Finding out why parts do what they do

One of the most extraordinary discoveries of IFS is that, once we connect to a part of ourselves from a place of curiosity, parts start to open up and reveal the reasons why they do what they do.

It is our parts, according to IFS, that hold the knowledge and the information about what they do in our system. While other types of therapy might make very good guesses as to why we develop certain behaviours, I have found that our parts can tell us with great precision and clarity why they take on certain roles, and why they get so extreme. This is in line with the general principles of Coherence Therapy (founded by Ecker and Hulley in the 1990s), which states that symptoms “make sense” and are coherent with our psychological structure and development. Gestalt psychotherapy also has a similar take on symptoms and sees them as a form of “adjustment” used to regulate the interaction between the person and the environment.
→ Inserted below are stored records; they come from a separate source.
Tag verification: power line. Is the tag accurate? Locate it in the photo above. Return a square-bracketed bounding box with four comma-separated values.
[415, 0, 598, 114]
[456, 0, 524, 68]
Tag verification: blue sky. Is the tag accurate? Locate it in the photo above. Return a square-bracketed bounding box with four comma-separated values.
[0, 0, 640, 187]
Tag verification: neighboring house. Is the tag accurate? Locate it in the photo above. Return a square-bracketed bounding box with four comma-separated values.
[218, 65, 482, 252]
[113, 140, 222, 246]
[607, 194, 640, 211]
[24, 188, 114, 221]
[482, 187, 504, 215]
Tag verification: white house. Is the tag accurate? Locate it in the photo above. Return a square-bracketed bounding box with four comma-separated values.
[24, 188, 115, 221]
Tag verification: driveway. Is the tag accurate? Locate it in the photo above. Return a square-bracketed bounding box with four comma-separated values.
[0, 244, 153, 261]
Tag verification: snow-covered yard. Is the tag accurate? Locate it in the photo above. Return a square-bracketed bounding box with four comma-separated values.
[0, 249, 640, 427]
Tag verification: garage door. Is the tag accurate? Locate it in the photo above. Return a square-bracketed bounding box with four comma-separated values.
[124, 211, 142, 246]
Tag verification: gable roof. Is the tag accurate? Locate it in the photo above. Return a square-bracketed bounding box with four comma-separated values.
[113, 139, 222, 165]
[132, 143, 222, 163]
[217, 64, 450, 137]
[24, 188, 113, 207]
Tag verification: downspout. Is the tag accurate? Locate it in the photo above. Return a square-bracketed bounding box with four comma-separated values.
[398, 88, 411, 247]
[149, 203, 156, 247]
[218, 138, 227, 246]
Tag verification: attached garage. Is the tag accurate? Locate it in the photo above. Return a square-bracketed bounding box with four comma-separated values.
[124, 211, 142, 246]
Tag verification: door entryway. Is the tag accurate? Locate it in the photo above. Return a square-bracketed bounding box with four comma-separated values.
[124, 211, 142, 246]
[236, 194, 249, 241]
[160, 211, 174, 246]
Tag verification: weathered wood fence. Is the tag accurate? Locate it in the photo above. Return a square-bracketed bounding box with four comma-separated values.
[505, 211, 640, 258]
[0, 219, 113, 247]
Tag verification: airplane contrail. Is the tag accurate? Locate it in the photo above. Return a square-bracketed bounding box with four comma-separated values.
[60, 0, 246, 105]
In the case of OCD, we are dealing with some of the most extreme behaviours that parts can have, and these behaviours come from trauma. It is only our parts that can tell us the way to heal this trauma. Usually the trauma that caused the OCD is buried and exiled in the most remote corners of our psyche. It is only by making safe connections with the parts of us that hold this trauma that we can restore health and wellbeing.

Final thoughts

I hope this article gave you food for thought, but also touched your heart. Who suffers from OCD experiences a lot of pain for many years, and it is important, and possible, to find a way to heal from it.